Il était une fois une belle idée de la sécurité informatique. Proposer tous les deuxièmes mardi du mois, une compilation de correctifs poussés automatiquement dans Windows Update. C'était en octobre 2003 : le patch Tuesday était né et tout le monde semblait ravi. Les administrateurs tout d'abord. Ils n'ont plus à batailler avec un flux imprévisible de mises à jour. Et comme ils savent exactement ce qui va arriver et quand, ils peuvent tranquillement planifier l'installation des correctifs. Mieux : ce rythme mensuel a permis une prise de conscience de l'importance des mises à jour de sécurité, dans les entreprises comme pour le grand public.

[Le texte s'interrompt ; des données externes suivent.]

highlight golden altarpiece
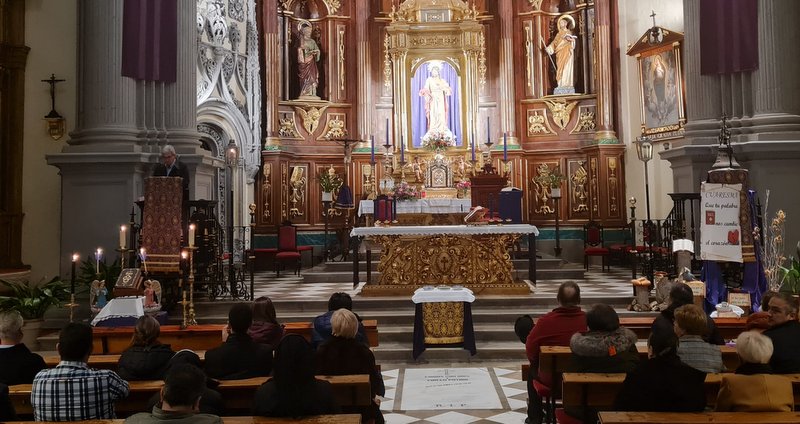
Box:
[256,0,626,247]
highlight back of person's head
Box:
[131,315,161,347]
[647,331,678,357]
[586,303,619,331]
[57,322,92,362]
[328,292,353,311]
[736,331,774,364]
[161,364,206,410]
[556,281,581,307]
[253,296,278,324]
[228,303,253,334]
[675,304,708,336]
[669,283,694,309]
[331,308,358,339]
[0,311,24,344]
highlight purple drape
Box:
[411,62,464,147]
[122,0,178,82]
[700,0,758,75]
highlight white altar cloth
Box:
[358,199,472,216]
[350,224,539,237]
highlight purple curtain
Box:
[122,0,178,82]
[406,62,464,147]
[700,0,758,75]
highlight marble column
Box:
[594,0,619,144]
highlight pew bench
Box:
[92,319,378,355]
[6,414,361,424]
[8,374,372,415]
[598,412,800,424]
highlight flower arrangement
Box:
[394,181,419,201]
[422,132,455,152]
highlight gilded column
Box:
[594,0,619,144]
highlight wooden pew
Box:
[562,373,800,409]
[522,345,740,380]
[598,412,800,424]
[92,319,378,355]
[6,414,361,424]
[8,374,372,415]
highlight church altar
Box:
[350,224,539,296]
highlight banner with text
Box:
[700,183,742,263]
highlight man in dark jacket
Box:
[525,281,586,424]
[0,311,46,386]
[764,293,800,374]
[651,283,725,345]
[205,303,272,380]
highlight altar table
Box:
[350,224,539,294]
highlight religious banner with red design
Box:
[700,183,742,263]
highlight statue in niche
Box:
[545,15,578,94]
[297,20,320,99]
[419,62,453,140]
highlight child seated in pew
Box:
[716,331,794,412]
[614,332,706,412]
[253,334,341,417]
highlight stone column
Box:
[594,0,619,144]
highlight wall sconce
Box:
[42,74,67,140]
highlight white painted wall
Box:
[619,0,683,219]
[22,0,79,281]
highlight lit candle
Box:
[503,132,508,161]
[119,225,128,250]
[94,247,103,275]
[69,253,78,294]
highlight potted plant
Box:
[0,277,70,349]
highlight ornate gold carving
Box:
[278,114,300,138]
[261,163,272,223]
[606,157,618,216]
[570,107,596,134]
[325,114,347,138]
[373,234,519,286]
[544,99,578,130]
[570,161,589,212]
[294,106,328,134]
[422,302,464,344]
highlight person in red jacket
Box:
[525,281,587,424]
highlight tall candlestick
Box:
[69,253,78,294]
[503,132,508,161]
[189,224,196,247]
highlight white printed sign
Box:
[700,183,742,263]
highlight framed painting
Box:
[628,27,686,140]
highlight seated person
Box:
[650,283,725,345]
[118,315,175,381]
[205,303,272,380]
[253,334,341,417]
[716,331,794,412]
[0,311,46,386]
[31,322,129,421]
[252,296,290,347]
[614,332,706,412]
[311,292,369,349]
[125,364,222,424]
[673,305,725,373]
[317,308,386,423]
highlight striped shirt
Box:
[31,361,129,421]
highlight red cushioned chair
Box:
[583,221,611,271]
[275,225,300,277]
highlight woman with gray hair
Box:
[0,311,46,386]
[716,331,794,412]
[317,308,386,424]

Mais depuis quelques mois, le Patch Tuesday est plus redouté qu'attendu. Celui de cette semaine, par exemple, le KB 2878890, oblige les machines XP et Windows Server 2003 à réinstaller encore et encore un vieux correctif du framework .Net. Evidemment les administrateurs sont excédés. Car les mises à jour boguées se multiplient. Quatre en juillet (KB 2840628, KB 2803821, KB 2821895, KB 2844286). Six en aout (KB 2876063, KB 2859537, KB 2873872, KB 2843638, KB 2843639, KB 2868846). Et jusqu'à douze en septembre (KB 2871630, KB 2589275, KB 2760589, KB 2760411, KB 2767913, KB 2810048, KB 2760583, KB 2760590, KB 2760588, KB 2810009, KB 2553145, and KB 2553351). Trop, c'est trop.

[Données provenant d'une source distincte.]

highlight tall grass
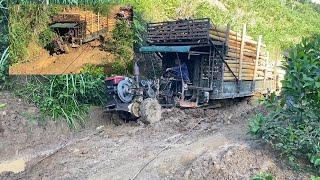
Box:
[12,73,106,128]
[0,47,9,82]
[0,0,9,82]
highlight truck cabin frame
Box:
[50,14,87,44]
[140,18,268,107]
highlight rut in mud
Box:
[0,92,309,179]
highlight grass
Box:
[9,73,105,128]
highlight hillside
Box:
[125,0,320,51]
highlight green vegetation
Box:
[0,0,8,83]
[250,172,274,180]
[9,3,60,64]
[11,73,105,128]
[250,36,320,176]
[104,20,134,75]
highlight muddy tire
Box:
[140,98,161,124]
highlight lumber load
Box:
[209,25,278,81]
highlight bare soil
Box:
[9,41,114,75]
[0,92,310,179]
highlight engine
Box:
[105,76,161,121]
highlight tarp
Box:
[140,46,191,53]
[50,23,78,28]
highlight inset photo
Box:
[9,3,133,75]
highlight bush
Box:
[38,28,56,48]
[0,1,9,83]
[104,20,135,75]
[250,36,320,175]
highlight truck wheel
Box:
[140,98,161,124]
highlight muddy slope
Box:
[0,94,310,179]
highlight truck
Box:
[105,18,279,123]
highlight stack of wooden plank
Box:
[210,25,276,81]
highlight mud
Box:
[9,41,114,75]
[0,92,310,179]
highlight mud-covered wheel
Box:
[140,98,161,124]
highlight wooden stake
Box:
[239,24,247,80]
[253,35,262,80]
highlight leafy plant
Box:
[104,20,134,75]
[249,113,266,135]
[38,28,56,47]
[0,0,9,83]
[250,35,320,175]
[250,172,274,180]
[15,73,105,128]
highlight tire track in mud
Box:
[0,95,308,179]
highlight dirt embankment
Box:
[0,92,310,179]
[9,44,114,75]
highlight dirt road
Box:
[0,92,310,179]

Plus on attend, plus on s'expose à une attaque


Microsoft avait plutôt une bonne réputation sur la qualité de ses correctifs. Il a tout ruiné en quatre mois. Avant, beaucoup lui faisaient une confiance aveugle et appliquaient immédiatement les correctifs. Aujourd'hui, toute installation de patch est un stress. On se demande ce qui va bien pouvoir planter. C'est pourquoi les tests de régression reviennent au goût du jour, chez ceux qui ont les moyens. Les autres, eux, se contentent de désactiver les mises à jour automatiques, d'attendre un mois que la poussière retombe, avant d'installer les patchs manuellement. Savoir exactement quand le correctif arrive n'est donc plus vraiment un avantage. Car une fois la faille rendue publique, plus on attend avant de déployer le correctif, plus on s'expose à une attaque.

Le cycle mensuel du Patch Tuesday n'est d'ailleurs pas toujours adapté à cette réalité. Exemple avec la récente faille « zéro day » d'Internet Explorer. Elle a été découverte en aout et rendue publique en septembre, juste après le Patch Tuesday. Et malgré plusieurs rapports d'attaques de machines en Asie, Microsoft est resté calé sur son cycle mensuel. Ce n'est que cette semaine que le correctif a enfin été rendu disponible.

Au final, entre les correctifs bogués ou pas assez testés, les administrateurs qui prennent leur temps à les appliquer et les failles béantes non corrigées, il est grandement temps de revoir le Patch Tuesday. Pourquoi ne pas sortir plus souvent du cycle mensuel quand une faille majeure est détectée ? Pourquoi ne pas « beta tester » publiquement les patchs les moins critiques (aucun des récents correctifs bogués n'était estampillé critique) ?

Encore une fois, le Patch Tuesday a été une grande idée qui a fait avancer la gestion des correctifs et la sécurité informatique. Ce serait dommage, pour ses dix ans, qu'il devienne un cauchemar informatique.